The First Peoples Indigenous Centre offers support for emotional, spiritual and mental health for students on campus through a variety of Indigenous resources.
FPIC is located in the heart of the Centre for Collaborative Education on the Oshawa campus.
There’s a colourful carpet in the centre of the room with a black, yellow, red and white medicine wheel above.
It’s a place for students to feel comfortable, according to Indigenous success coach Jocelyne Pelletier.
“The centre is a space to be their home away from home,” she says. “We call it the nest away from home. That’s why we are called the Suswaaning Endaajig, meaning nest away from home.”
The FPIC organizes events, such as land acknowledgement workshops, to encourage students to visit and learn about its importance.
Pelletier says there is also other help available.
“I am here for one-on-one appointments that support the Indigenous students seeking advice on applying for bursaries,” she says. “Maybe they are looking for support that I would not need to refer them to the campus health and wellness centre.”
On Sept. 30, the National Day for Truth and Reconciliation, Durham College, introduced the commitment to transform CFCE’s outdoor space into an Indigenous learning ground, known as the Naanaagide’endawomin Courtyard.
FPIC set up six QR codes in different locations on the courtyard to encourage students to pause and reflect.
The codes will redirect them to information about Indigenous history, land acknowledgements, sacred medicines, 13 Moons (the Anishinaabe calendar moon cycle), the Weeping Willow Tree (a reflection space) and upcoming events at FPIC.

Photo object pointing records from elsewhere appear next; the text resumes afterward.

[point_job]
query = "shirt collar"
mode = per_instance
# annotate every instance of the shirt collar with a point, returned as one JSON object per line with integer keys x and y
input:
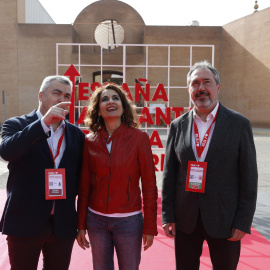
{"x": 211, "y": 115}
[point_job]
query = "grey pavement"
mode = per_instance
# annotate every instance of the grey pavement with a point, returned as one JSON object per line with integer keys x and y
{"x": 261, "y": 221}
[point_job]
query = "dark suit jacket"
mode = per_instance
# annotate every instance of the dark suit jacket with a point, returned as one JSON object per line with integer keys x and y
{"x": 231, "y": 180}
{"x": 24, "y": 145}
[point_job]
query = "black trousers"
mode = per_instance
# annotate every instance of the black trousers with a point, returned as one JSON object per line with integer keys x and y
{"x": 24, "y": 252}
{"x": 224, "y": 254}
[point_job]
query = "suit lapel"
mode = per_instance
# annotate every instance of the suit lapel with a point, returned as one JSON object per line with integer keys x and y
{"x": 67, "y": 139}
{"x": 221, "y": 127}
{"x": 31, "y": 117}
{"x": 187, "y": 132}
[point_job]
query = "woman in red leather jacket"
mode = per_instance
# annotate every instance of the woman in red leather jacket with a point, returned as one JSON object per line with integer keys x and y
{"x": 116, "y": 156}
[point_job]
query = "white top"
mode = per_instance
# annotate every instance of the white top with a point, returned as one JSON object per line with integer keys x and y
{"x": 109, "y": 147}
{"x": 202, "y": 128}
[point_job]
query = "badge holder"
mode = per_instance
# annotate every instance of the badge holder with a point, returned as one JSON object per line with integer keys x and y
{"x": 55, "y": 184}
{"x": 196, "y": 176}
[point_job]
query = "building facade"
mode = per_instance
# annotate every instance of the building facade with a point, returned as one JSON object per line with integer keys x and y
{"x": 109, "y": 41}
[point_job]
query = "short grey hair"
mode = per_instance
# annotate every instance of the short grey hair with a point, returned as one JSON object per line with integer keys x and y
{"x": 204, "y": 65}
{"x": 48, "y": 80}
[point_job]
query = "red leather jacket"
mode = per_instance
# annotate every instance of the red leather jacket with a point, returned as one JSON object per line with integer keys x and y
{"x": 110, "y": 182}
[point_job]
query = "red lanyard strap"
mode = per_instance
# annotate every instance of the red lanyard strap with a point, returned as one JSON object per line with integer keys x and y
{"x": 201, "y": 147}
{"x": 58, "y": 147}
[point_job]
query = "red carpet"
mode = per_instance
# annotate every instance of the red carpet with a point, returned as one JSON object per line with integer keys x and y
{"x": 255, "y": 252}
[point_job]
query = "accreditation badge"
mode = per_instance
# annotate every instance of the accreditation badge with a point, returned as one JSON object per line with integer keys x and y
{"x": 55, "y": 184}
{"x": 196, "y": 176}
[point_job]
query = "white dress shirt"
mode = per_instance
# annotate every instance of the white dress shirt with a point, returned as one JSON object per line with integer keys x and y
{"x": 54, "y": 139}
{"x": 202, "y": 128}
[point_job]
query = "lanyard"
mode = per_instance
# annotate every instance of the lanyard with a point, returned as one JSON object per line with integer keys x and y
{"x": 58, "y": 147}
{"x": 201, "y": 147}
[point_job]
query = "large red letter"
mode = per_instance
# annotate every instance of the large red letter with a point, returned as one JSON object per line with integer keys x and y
{"x": 125, "y": 88}
{"x": 160, "y": 114}
{"x": 177, "y": 111}
{"x": 82, "y": 116}
{"x": 162, "y": 157}
{"x": 146, "y": 116}
{"x": 155, "y": 139}
{"x": 138, "y": 90}
{"x": 83, "y": 89}
{"x": 95, "y": 85}
{"x": 156, "y": 161}
{"x": 160, "y": 93}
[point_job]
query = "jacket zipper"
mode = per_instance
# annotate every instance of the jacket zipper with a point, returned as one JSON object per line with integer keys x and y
{"x": 109, "y": 183}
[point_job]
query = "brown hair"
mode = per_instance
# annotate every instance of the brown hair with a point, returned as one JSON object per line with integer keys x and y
{"x": 96, "y": 122}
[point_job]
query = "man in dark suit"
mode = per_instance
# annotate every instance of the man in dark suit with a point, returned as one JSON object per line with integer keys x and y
{"x": 210, "y": 177}
{"x": 44, "y": 153}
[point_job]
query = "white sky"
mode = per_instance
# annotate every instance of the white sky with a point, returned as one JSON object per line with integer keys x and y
{"x": 165, "y": 12}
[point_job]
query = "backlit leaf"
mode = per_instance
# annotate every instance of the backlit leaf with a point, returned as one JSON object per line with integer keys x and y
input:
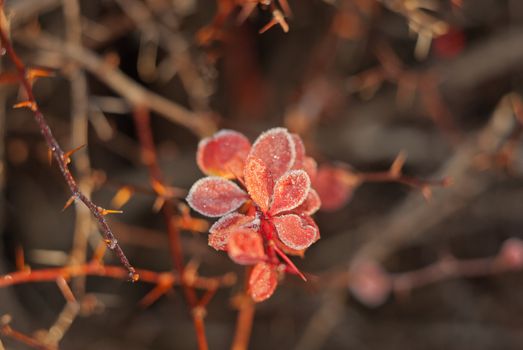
{"x": 262, "y": 281}
{"x": 258, "y": 181}
{"x": 223, "y": 154}
{"x": 290, "y": 191}
{"x": 311, "y": 167}
{"x": 311, "y": 204}
{"x": 214, "y": 196}
{"x": 245, "y": 247}
{"x": 219, "y": 232}
{"x": 275, "y": 148}
{"x": 295, "y": 232}
{"x": 299, "y": 149}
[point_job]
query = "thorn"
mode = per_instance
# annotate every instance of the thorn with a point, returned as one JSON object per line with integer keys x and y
{"x": 158, "y": 204}
{"x": 426, "y": 191}
{"x": 289, "y": 263}
{"x": 35, "y": 73}
{"x": 286, "y": 8}
{"x": 105, "y": 212}
{"x": 67, "y": 155}
{"x": 20, "y": 258}
{"x": 397, "y": 166}
{"x": 50, "y": 156}
{"x": 68, "y": 203}
{"x": 121, "y": 197}
{"x": 26, "y": 104}
{"x": 246, "y": 11}
{"x": 277, "y": 18}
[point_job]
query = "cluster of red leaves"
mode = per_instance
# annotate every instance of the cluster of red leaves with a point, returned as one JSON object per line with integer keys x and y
{"x": 265, "y": 213}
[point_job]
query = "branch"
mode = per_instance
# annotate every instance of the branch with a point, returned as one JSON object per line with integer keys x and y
{"x": 115, "y": 272}
{"x": 60, "y": 156}
{"x": 200, "y": 124}
{"x": 150, "y": 159}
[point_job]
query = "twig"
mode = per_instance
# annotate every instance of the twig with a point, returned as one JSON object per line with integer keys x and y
{"x": 79, "y": 130}
{"x": 245, "y": 318}
{"x": 109, "y": 271}
{"x": 60, "y": 156}
{"x": 137, "y": 95}
{"x": 143, "y": 129}
{"x": 8, "y": 331}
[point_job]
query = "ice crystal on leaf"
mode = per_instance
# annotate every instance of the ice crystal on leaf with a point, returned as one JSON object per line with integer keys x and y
{"x": 273, "y": 193}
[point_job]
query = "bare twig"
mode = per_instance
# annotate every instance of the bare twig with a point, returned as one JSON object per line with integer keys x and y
{"x": 245, "y": 318}
{"x": 137, "y": 95}
{"x": 60, "y": 156}
{"x": 149, "y": 156}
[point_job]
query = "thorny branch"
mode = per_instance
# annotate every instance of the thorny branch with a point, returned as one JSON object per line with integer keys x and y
{"x": 150, "y": 159}
{"x": 61, "y": 157}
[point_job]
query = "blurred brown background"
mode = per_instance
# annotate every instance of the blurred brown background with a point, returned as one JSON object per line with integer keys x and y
{"x": 360, "y": 80}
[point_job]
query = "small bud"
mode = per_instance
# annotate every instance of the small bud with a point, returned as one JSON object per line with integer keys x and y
{"x": 511, "y": 253}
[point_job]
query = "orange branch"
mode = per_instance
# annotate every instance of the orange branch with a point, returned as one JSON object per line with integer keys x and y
{"x": 61, "y": 156}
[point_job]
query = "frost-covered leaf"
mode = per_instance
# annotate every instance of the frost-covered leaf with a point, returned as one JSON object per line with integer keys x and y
{"x": 276, "y": 149}
{"x": 223, "y": 154}
{"x": 299, "y": 149}
{"x": 214, "y": 196}
{"x": 311, "y": 204}
{"x": 335, "y": 185}
{"x": 258, "y": 181}
{"x": 262, "y": 281}
{"x": 221, "y": 229}
{"x": 295, "y": 232}
{"x": 311, "y": 167}
{"x": 245, "y": 247}
{"x": 290, "y": 191}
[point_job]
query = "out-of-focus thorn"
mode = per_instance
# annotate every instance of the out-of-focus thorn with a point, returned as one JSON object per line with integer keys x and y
{"x": 8, "y": 78}
{"x": 121, "y": 197}
{"x": 158, "y": 204}
{"x": 99, "y": 253}
{"x": 65, "y": 289}
{"x": 69, "y": 202}
{"x": 247, "y": 9}
{"x": 426, "y": 191}
{"x": 50, "y": 156}
{"x": 397, "y": 166}
{"x": 165, "y": 283}
{"x": 20, "y": 259}
{"x": 26, "y": 104}
{"x": 277, "y": 18}
{"x": 34, "y": 73}
{"x": 286, "y": 8}
{"x": 105, "y": 212}
{"x": 158, "y": 187}
{"x": 67, "y": 155}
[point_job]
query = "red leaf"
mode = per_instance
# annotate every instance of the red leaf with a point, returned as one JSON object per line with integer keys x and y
{"x": 275, "y": 148}
{"x": 259, "y": 182}
{"x": 369, "y": 283}
{"x": 311, "y": 167}
{"x": 214, "y": 196}
{"x": 334, "y": 186}
{"x": 262, "y": 281}
{"x": 290, "y": 191}
{"x": 299, "y": 149}
{"x": 294, "y": 231}
{"x": 219, "y": 232}
{"x": 311, "y": 204}
{"x": 245, "y": 247}
{"x": 223, "y": 154}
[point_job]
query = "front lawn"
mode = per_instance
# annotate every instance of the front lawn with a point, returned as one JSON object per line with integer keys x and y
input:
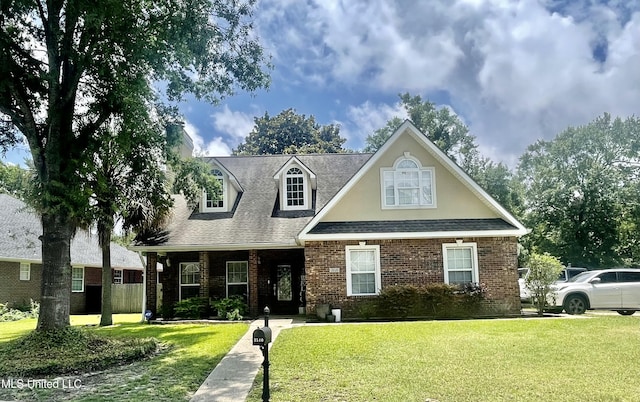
{"x": 594, "y": 358}
{"x": 187, "y": 355}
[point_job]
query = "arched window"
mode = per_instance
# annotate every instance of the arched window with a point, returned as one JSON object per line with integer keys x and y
{"x": 216, "y": 202}
{"x": 408, "y": 184}
{"x": 295, "y": 189}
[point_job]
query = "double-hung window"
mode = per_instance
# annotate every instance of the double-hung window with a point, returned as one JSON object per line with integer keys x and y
{"x": 117, "y": 276}
{"x": 363, "y": 270}
{"x": 25, "y": 271}
{"x": 408, "y": 185}
{"x": 215, "y": 202}
{"x": 77, "y": 279}
{"x": 460, "y": 263}
{"x": 238, "y": 279}
{"x": 295, "y": 189}
{"x": 189, "y": 280}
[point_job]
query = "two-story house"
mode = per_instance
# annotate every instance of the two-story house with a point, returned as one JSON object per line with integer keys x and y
{"x": 303, "y": 230}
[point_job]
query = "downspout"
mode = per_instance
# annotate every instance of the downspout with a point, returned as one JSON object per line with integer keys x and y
{"x": 144, "y": 287}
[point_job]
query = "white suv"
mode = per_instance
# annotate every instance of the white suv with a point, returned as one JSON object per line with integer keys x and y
{"x": 609, "y": 289}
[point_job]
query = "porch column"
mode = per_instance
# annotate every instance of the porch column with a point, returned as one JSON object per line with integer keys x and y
{"x": 151, "y": 276}
{"x": 204, "y": 274}
{"x": 254, "y": 309}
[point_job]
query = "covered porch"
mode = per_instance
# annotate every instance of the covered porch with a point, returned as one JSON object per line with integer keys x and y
{"x": 269, "y": 277}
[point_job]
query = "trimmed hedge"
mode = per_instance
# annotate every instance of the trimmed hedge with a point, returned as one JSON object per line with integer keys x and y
{"x": 435, "y": 300}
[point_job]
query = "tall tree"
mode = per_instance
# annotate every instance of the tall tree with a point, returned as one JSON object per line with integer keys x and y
{"x": 68, "y": 67}
{"x": 581, "y": 188}
{"x": 15, "y": 181}
{"x": 291, "y": 133}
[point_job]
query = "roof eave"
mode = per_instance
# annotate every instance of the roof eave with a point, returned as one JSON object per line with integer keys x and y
{"x": 216, "y": 247}
{"x": 412, "y": 235}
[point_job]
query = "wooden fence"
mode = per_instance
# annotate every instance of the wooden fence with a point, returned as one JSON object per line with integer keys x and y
{"x": 127, "y": 297}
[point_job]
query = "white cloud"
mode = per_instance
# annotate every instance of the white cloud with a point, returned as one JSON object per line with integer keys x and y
{"x": 215, "y": 147}
{"x": 234, "y": 123}
{"x": 364, "y": 119}
{"x": 515, "y": 71}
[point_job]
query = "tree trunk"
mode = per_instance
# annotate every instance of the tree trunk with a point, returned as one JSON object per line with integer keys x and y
{"x": 106, "y": 317}
{"x": 55, "y": 292}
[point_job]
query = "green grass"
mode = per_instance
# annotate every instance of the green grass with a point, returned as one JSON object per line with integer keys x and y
{"x": 189, "y": 352}
{"x": 548, "y": 359}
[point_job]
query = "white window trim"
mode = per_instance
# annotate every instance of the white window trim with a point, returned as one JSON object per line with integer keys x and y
{"x": 180, "y": 277}
{"x": 81, "y": 290}
{"x": 246, "y": 263}
{"x": 421, "y": 170}
{"x": 25, "y": 271}
{"x": 378, "y": 276}
{"x": 118, "y": 280}
{"x": 225, "y": 202}
{"x": 474, "y": 259}
{"x": 305, "y": 189}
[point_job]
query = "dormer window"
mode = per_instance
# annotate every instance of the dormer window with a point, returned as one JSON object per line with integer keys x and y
{"x": 211, "y": 202}
{"x": 407, "y": 184}
{"x": 295, "y": 189}
{"x": 295, "y": 183}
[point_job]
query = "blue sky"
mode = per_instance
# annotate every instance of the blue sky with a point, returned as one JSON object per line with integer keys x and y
{"x": 514, "y": 71}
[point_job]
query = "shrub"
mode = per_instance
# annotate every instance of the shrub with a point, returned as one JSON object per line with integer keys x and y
{"x": 231, "y": 308}
{"x": 543, "y": 272}
{"x": 19, "y": 312}
{"x": 435, "y": 300}
{"x": 195, "y": 307}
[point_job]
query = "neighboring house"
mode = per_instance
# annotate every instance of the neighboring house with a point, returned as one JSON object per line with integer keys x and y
{"x": 21, "y": 261}
{"x": 296, "y": 230}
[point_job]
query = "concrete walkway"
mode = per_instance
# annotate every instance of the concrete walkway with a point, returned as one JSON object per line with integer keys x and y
{"x": 233, "y": 377}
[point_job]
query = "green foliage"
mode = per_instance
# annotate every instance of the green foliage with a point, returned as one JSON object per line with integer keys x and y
{"x": 68, "y": 350}
{"x": 434, "y": 300}
{"x": 291, "y": 133}
{"x": 71, "y": 72}
{"x": 192, "y": 176}
{"x": 16, "y": 313}
{"x": 543, "y": 272}
{"x": 193, "y": 308}
{"x": 579, "y": 187}
{"x": 16, "y": 181}
{"x": 231, "y": 308}
{"x": 440, "y": 125}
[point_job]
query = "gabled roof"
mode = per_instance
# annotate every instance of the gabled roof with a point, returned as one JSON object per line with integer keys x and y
{"x": 295, "y": 161}
{"x": 21, "y": 229}
{"x": 232, "y": 179}
{"x": 252, "y": 224}
{"x": 511, "y": 227}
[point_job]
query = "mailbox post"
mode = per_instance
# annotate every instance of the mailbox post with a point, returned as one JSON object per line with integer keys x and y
{"x": 262, "y": 338}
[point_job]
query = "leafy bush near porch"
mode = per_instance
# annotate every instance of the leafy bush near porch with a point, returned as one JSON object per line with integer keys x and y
{"x": 19, "y": 312}
{"x": 193, "y": 308}
{"x": 435, "y": 300}
{"x": 231, "y": 308}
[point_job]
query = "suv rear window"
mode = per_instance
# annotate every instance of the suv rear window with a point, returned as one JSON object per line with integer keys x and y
{"x": 629, "y": 276}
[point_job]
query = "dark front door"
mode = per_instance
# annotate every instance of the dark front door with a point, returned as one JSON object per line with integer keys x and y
{"x": 93, "y": 299}
{"x": 284, "y": 286}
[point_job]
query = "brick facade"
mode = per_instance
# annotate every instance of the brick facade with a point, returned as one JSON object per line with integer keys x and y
{"x": 416, "y": 262}
{"x": 15, "y": 291}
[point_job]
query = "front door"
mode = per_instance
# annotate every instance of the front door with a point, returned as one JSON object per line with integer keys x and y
{"x": 284, "y": 286}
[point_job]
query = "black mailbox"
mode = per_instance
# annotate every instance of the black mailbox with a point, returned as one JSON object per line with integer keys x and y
{"x": 262, "y": 336}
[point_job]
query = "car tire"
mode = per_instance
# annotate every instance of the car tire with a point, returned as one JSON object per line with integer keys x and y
{"x": 575, "y": 304}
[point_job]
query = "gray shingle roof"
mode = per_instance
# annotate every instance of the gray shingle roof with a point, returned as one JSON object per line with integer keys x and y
{"x": 411, "y": 226}
{"x": 21, "y": 229}
{"x": 253, "y": 221}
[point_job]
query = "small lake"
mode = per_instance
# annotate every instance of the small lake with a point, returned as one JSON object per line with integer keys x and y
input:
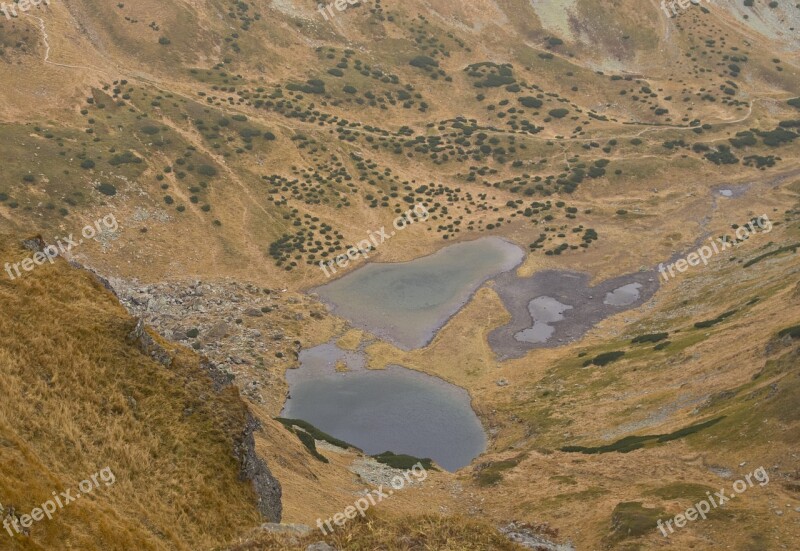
{"x": 404, "y": 411}
{"x": 394, "y": 409}
{"x": 406, "y": 303}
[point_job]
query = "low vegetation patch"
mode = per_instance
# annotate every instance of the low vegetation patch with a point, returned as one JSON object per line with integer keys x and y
{"x": 719, "y": 319}
{"x": 652, "y": 337}
{"x": 787, "y": 248}
{"x": 604, "y": 359}
{"x": 315, "y": 432}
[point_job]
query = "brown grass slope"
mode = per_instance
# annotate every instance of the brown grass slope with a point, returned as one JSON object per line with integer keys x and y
{"x": 76, "y": 397}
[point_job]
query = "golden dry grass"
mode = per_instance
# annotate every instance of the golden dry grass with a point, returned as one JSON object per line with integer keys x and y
{"x": 78, "y": 398}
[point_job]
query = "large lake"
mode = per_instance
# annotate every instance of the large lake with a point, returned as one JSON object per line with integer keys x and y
{"x": 408, "y": 302}
{"x": 395, "y": 409}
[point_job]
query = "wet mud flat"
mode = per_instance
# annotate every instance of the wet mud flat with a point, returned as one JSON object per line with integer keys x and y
{"x": 554, "y": 307}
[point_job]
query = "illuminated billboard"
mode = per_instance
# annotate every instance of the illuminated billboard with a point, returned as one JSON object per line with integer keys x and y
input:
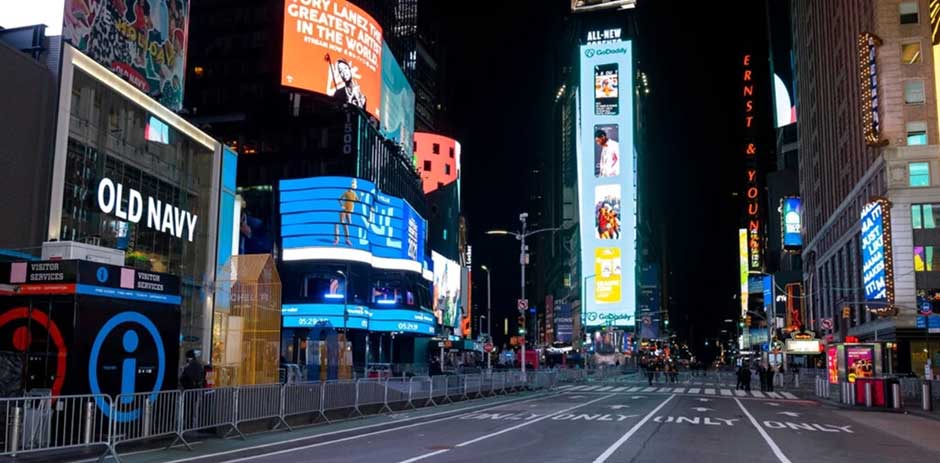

The five-year goal for the centre is to make new resources available to all students and faculty members, to increase their knowledge of Indigenous history and culture.
Music Business Management student, Jupiter Morgan, visits the centre to connect with success coordinators Pelletier and Amanda Banning, and uses it as a workspace.
Morgan comes from a “Americanized background,” where says he didn’t have much exposure to his Métis history and culture. He was born and raised in Scarborough and attended Catholic schools.
Morgan says he had no real education or teaching about his Indigenous background.
He says Banning and Pelletier have taught him about First Nations people in Canada and have helped him learn more about the history and culture.
“I feel they’ve been teaching me quite a bit of the different First Nations and the cultures that come with them including spiritual advancement which follows with smudging,” he says.
He encourages other Indigenous and non-Indigenous students to stop by the centre to increase their knowledge, and become an advocate for Indigenous issues.
Students are welcome to visit the centre during drop-ins on Wednesdays to learn about different aspects of Indigenous history and culture.